主人公の樹は、同級生の千尋と友人になった。

樹がおばあさんに手料理を作ってあげたい。と言ったことがきっかけで、千尋が料理を手伝うことになった。

週末の午後、僕たちはスーパーのビニール袋を両手に提げ、ゆるやかな坂道を歩いていた。

春の風が少しだけ冷たく、でも陽射しは柔らかい。

並んで歩く千尋の横顔に、影が淡く伸びている。


「メニューも考えてくれて助かる!」

僕は笑いながら言った。「僕、中学までアメリカにいたからさ、日本の家庭料理とか、あんまりよく知らないんだよね」


「へぇー、アメリカ暮らし! なんか納得したわ」

千尋は片眉を上げて笑った。「主菜がぶり大根なのに、ピザも焼きたいとか言うから、何事かと思ったけど腑に落ちた」


「……好きなんだよ、ピザ」

僕は照れくさく言ってから、ふと思い切って尋ねた。
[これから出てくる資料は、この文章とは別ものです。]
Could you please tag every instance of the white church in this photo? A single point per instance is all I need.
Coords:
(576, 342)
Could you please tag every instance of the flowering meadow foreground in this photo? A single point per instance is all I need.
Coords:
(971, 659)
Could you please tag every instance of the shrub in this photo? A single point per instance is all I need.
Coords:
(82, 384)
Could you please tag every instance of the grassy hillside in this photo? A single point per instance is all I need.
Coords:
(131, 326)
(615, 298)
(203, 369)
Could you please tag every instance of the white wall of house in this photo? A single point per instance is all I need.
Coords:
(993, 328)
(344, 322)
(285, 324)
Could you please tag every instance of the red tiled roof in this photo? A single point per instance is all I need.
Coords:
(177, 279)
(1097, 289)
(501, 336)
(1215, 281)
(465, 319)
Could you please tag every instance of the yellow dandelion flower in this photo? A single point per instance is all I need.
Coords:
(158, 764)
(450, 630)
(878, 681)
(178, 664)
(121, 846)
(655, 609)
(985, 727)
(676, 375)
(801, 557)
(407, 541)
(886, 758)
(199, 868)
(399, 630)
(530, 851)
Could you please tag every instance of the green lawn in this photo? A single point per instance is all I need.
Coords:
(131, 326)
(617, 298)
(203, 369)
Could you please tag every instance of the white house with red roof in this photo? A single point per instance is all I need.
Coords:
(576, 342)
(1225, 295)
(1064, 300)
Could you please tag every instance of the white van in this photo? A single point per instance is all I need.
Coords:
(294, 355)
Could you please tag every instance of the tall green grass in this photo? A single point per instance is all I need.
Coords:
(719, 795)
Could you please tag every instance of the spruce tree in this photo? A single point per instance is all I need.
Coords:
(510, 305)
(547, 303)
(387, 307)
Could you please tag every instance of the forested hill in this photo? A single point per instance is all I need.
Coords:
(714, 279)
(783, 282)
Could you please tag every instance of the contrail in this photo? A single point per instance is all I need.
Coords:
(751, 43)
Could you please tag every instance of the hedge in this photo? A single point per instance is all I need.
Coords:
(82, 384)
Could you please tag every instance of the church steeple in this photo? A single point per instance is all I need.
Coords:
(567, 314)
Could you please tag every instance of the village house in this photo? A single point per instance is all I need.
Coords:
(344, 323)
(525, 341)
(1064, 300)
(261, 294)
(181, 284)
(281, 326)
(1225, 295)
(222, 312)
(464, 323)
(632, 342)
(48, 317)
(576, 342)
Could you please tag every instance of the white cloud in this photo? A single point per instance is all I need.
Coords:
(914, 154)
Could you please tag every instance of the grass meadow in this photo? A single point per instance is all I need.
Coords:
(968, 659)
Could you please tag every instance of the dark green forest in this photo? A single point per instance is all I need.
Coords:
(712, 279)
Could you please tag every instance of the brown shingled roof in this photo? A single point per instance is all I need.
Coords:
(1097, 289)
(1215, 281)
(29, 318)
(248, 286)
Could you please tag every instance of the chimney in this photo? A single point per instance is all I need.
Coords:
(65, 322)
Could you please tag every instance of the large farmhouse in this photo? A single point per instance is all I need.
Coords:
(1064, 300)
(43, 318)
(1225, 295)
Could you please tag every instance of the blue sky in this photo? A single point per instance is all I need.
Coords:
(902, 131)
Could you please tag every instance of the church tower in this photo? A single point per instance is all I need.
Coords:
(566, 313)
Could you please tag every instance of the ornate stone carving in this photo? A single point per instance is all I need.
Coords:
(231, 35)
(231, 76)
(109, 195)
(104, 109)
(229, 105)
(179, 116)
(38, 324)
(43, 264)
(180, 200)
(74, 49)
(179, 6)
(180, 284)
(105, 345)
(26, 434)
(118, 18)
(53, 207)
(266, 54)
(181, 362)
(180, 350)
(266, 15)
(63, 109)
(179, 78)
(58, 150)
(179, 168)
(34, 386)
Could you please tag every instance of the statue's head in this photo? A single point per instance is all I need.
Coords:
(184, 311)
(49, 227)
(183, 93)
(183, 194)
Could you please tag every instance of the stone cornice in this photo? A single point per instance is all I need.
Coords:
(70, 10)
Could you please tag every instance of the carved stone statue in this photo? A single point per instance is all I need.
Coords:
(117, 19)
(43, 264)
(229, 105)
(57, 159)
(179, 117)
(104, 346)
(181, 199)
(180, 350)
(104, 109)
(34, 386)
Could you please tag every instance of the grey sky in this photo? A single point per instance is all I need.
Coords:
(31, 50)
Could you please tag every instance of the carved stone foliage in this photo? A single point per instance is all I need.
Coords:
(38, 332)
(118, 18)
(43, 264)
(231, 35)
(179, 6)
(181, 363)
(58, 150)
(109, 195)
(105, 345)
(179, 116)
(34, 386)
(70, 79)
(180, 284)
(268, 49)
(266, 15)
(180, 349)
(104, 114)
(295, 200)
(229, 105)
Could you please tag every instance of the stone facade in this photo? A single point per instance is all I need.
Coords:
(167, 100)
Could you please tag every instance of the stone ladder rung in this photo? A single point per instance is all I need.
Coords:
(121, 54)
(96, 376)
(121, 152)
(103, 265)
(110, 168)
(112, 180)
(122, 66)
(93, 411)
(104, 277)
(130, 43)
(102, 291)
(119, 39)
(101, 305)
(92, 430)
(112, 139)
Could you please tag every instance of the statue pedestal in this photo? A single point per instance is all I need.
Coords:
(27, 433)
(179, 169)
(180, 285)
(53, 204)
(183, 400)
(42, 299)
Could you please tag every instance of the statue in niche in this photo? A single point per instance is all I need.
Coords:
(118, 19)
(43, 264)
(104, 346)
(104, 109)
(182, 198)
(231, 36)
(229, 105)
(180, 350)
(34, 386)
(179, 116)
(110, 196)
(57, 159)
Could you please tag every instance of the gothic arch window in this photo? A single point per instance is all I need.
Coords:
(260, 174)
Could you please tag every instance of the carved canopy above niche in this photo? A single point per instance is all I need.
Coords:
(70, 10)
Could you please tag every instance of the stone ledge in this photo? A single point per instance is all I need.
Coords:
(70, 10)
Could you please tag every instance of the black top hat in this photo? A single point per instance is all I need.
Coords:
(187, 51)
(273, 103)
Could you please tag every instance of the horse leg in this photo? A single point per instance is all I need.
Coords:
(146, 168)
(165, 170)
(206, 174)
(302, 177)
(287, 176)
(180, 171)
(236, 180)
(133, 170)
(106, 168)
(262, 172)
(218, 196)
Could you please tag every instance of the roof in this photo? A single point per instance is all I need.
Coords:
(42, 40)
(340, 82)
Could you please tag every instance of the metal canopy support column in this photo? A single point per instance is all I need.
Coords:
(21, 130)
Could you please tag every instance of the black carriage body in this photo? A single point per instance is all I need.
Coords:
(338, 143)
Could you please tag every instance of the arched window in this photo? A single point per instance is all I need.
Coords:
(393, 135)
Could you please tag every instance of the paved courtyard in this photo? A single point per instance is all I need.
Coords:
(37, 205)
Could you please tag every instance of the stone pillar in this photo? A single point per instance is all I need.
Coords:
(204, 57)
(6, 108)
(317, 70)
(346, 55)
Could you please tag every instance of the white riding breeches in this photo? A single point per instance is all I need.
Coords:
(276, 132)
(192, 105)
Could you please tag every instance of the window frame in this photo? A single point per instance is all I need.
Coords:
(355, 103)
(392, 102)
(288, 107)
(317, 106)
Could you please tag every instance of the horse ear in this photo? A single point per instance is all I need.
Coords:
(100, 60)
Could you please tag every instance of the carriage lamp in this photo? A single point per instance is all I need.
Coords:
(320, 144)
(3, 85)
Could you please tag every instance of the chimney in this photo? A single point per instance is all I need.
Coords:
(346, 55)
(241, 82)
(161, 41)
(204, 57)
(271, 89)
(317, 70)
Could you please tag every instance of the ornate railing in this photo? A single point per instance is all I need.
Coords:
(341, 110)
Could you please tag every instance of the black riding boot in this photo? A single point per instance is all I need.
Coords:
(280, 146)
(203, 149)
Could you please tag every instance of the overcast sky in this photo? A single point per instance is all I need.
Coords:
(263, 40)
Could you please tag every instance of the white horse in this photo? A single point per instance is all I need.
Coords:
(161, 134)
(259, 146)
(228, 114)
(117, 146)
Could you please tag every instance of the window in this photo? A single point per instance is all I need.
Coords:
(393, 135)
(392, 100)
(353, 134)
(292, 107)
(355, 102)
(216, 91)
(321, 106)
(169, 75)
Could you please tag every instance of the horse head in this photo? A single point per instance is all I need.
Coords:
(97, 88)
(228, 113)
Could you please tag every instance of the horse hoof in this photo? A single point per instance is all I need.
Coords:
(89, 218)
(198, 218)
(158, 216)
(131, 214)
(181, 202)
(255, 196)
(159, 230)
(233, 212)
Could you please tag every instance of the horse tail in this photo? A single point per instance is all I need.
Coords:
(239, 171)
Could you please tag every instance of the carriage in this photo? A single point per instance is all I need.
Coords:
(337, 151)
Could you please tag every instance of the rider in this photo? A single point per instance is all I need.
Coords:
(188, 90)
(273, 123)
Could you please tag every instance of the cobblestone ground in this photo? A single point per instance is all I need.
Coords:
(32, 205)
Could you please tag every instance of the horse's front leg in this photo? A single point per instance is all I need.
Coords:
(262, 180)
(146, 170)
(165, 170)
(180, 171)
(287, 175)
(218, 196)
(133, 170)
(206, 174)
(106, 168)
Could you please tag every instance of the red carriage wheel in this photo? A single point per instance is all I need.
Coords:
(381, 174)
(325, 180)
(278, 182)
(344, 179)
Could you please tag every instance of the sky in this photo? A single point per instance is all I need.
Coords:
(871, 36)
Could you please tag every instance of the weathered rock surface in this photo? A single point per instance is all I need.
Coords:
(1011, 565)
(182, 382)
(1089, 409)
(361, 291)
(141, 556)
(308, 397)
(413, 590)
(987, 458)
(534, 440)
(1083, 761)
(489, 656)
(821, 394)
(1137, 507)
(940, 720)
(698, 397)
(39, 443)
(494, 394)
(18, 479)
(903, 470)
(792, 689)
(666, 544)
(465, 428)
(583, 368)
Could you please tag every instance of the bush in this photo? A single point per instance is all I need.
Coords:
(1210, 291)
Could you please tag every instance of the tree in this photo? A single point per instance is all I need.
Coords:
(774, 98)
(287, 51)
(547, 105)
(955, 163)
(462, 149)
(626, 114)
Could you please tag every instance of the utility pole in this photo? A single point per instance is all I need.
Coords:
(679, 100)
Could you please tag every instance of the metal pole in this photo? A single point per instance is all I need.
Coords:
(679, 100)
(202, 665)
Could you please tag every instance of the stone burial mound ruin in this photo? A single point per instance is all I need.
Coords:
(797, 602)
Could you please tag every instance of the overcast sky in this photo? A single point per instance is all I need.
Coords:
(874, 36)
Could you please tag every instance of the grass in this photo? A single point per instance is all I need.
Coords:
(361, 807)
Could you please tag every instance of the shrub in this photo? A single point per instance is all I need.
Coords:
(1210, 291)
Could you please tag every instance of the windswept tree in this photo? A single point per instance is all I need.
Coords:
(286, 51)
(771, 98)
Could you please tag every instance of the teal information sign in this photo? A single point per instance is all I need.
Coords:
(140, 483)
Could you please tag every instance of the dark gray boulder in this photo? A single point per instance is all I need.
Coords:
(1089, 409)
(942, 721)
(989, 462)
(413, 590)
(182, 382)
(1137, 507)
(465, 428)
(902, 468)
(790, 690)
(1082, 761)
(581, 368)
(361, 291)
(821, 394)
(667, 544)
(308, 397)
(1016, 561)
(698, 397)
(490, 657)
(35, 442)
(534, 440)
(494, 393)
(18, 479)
「……もしかして、ピザって焼けたりする?」


「いや、焼いたことはないけど……」

千尋はピザ生地を指でくるくると回す仕草をして、「YouTubeとかで観ればいけるんじゃね? 今度試してみる?」


僕の顔は一瞬で明るくなった。


「焼く! 絶対焼く!」


「はいはい、わかったよ」

千尋は笑ってうなずいた。「ピザ焼き、勉強しとくわ」


玄関を開けると、ばーちゃんがいつものようにスリッパを並べながら出迎えてくれた。

千尋を見て、ぱっと目を細める。


「ばーちゃん、ただいま」


「ああ、樹おかえり。……まぁまぁ、お友達もいらっしゃい」


「こんにちは。お邪魔します」

千尋は背筋を伸ばして、少し緊張した様子でぺこりと頭を下げた。


「こいつが千尋。僕の料理の先生だよ」


ばーちゃんの目がさらに細くなり、嬉しそうに千尋の手をとった。


「まあ、立派な先生ね。今日はありがとう。さあ、上がってちょうだいな」


「ばーちゃんはテレビでも見てて!」


そう言ってばーちゃんをリビングへ押し込むと、僕と千尋はキッチンへ向かった。


メニューは、ぶり大根、小松菜の胡麻和え、なめこの味噌汁、蕪の浅漬け。


千尋はぶり大根と味噌汁、浅漬けを手際よく進め、僕は胡麻和えを担当することになった。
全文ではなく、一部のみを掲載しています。